これは難しい議論で、今後考え方は流動していきそうですが、このような著作権法について考える材料が少し提供できたのであれば幸いです。


あ、忘れていましたが、「③パクツイ」がありましたね。

言うまでもなくアウトです。

完全な盗用なので、利用規約により承諾が得られているものとも考え難く、他人の投稿から他人の名前を削って自分の投稿のように発信するものなので明らかに氏名表示権を侵害します。

バズっている投稿を見て、「あ、私もこれをやれば注目されるかも」と考えてしまうのは分からなくもないですが、やめた方が無難です。
「少し表現を変えればいいのか?」という疑問も湧くところですが、それについてはまた機会があれば記事にできればなと思います。

今回の記事は以上です。
もし著作権についての法律相談がありましたら受け付けておりますので、ご連絡ください。
場合によっては、削除請求や損害賠償請求が考えられますし、逆にそれらの請求を受けてしまったということもあり得ます。
ご相談はmitsumura@vflaw.netまで。

メールでの簡単な相談は無料でやっております。

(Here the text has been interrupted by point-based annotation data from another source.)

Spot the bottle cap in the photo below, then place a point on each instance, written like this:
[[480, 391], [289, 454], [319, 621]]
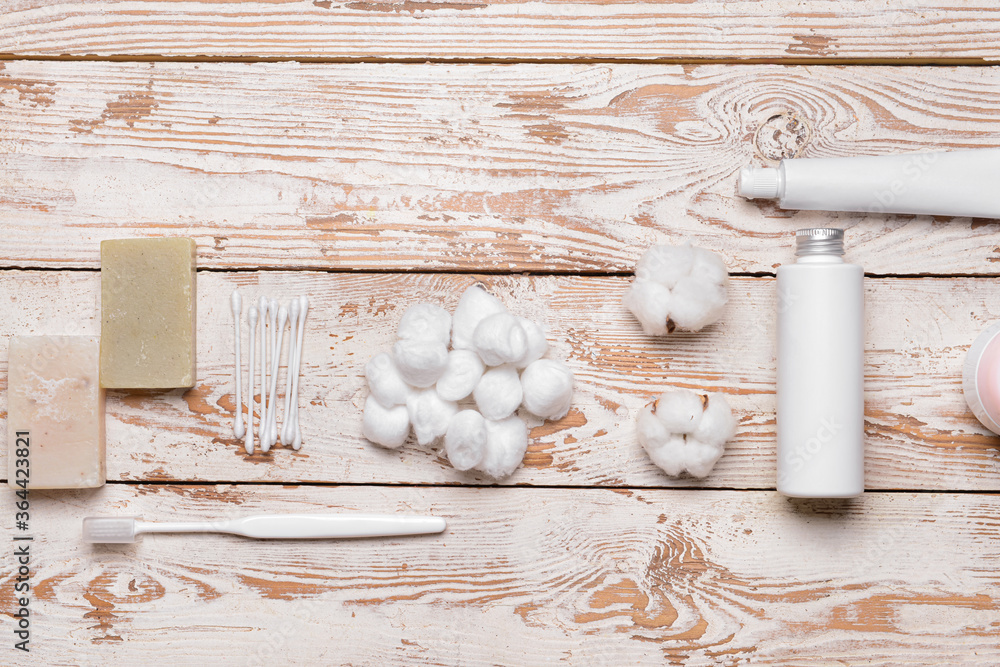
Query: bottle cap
[[758, 183], [819, 241]]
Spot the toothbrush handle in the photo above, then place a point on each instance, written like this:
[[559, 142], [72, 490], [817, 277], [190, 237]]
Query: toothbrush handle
[[315, 526]]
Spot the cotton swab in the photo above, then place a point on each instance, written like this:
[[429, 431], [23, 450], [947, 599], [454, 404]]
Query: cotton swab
[[272, 409], [126, 530], [262, 306], [303, 309], [237, 304], [293, 317], [252, 371]]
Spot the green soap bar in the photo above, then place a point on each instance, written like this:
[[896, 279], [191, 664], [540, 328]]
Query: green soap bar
[[148, 313]]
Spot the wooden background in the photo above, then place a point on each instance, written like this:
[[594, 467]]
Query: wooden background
[[378, 153]]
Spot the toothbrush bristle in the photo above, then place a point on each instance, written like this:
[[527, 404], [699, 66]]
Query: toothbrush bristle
[[109, 530]]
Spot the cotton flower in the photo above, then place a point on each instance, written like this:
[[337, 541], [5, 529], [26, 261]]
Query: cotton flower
[[500, 339], [465, 441], [429, 415], [680, 287], [475, 305], [685, 432], [461, 375], [498, 392], [425, 321], [388, 427], [420, 361], [385, 382], [547, 386], [506, 444]]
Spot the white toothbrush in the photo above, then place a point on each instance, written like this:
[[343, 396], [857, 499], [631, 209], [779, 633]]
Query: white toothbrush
[[125, 530]]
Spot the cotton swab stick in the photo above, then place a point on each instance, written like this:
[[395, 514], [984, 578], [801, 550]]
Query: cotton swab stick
[[237, 304], [272, 409], [262, 305], [293, 317], [126, 530], [303, 309], [252, 371]]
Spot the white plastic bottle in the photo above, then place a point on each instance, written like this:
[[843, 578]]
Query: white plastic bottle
[[820, 370]]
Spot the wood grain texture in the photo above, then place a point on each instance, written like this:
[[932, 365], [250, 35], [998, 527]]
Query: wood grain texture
[[920, 434], [813, 30], [545, 168], [523, 576]]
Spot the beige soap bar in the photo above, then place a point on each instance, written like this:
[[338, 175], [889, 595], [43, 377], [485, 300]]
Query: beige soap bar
[[55, 413], [148, 313]]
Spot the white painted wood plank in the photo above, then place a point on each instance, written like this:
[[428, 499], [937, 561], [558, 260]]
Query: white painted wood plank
[[522, 576], [810, 30], [552, 168], [920, 434]]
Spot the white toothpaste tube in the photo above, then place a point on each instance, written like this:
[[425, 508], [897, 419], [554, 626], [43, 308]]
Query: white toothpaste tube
[[956, 183]]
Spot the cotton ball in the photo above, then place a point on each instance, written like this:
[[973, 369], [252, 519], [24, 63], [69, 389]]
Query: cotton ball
[[475, 306], [420, 362], [680, 410], [651, 304], [665, 264], [461, 375], [548, 388], [506, 443], [388, 427], [384, 380], [699, 458], [425, 321], [537, 346], [498, 393], [696, 303], [718, 425], [500, 339], [465, 441], [429, 415]]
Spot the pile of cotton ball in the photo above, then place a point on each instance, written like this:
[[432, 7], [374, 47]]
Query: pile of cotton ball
[[468, 394], [684, 431], [677, 287]]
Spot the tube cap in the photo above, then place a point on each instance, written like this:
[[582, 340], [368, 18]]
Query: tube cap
[[758, 183]]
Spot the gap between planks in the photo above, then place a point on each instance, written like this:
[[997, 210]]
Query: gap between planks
[[254, 60]]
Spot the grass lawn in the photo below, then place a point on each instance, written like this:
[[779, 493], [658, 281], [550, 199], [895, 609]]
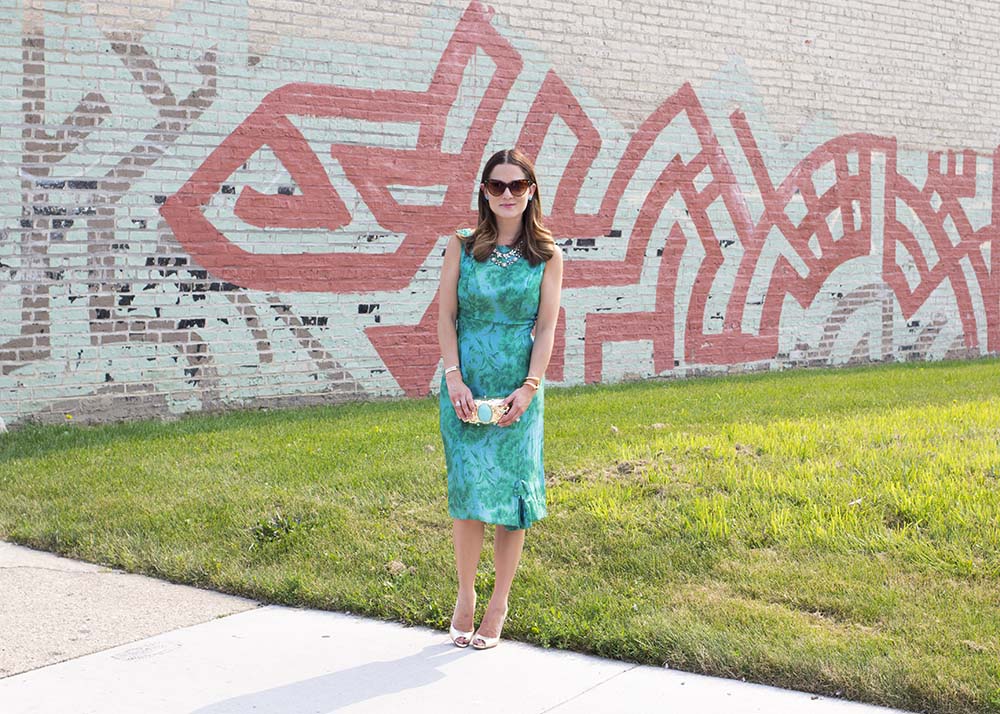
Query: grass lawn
[[832, 531]]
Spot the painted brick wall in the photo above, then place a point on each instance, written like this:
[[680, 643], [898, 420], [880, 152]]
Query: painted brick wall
[[207, 205]]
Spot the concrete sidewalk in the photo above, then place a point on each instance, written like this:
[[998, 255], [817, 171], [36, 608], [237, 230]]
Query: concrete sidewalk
[[80, 638]]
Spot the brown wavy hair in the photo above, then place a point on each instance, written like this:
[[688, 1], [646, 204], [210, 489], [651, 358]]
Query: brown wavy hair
[[534, 240]]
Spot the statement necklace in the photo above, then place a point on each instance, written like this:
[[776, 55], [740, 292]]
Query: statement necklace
[[505, 260]]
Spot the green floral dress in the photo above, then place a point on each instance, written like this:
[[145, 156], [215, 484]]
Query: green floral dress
[[495, 473]]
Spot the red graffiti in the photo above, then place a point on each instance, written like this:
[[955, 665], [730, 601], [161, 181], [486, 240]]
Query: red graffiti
[[409, 351]]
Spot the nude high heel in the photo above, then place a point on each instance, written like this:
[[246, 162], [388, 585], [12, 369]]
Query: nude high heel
[[482, 642], [456, 634]]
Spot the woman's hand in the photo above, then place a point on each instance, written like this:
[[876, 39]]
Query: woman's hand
[[517, 404], [460, 395]]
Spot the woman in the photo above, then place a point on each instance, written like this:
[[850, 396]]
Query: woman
[[499, 302]]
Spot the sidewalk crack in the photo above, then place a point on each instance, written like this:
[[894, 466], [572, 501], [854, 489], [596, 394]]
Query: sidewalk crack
[[590, 689]]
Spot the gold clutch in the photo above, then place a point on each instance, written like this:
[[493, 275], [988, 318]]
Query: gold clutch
[[487, 411]]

具体的な検討に入る場合には有料相談(30分3000円)とさせていただいております。電話やZoom等でも対応していますよ。
また、自分やそのご家族など当事者としての相談に限定させていただいておりますので、「自分には関係ないけどこれってどうなの?」などという相談は申し訳ありませんがお断りさせていただいております。

ではでは!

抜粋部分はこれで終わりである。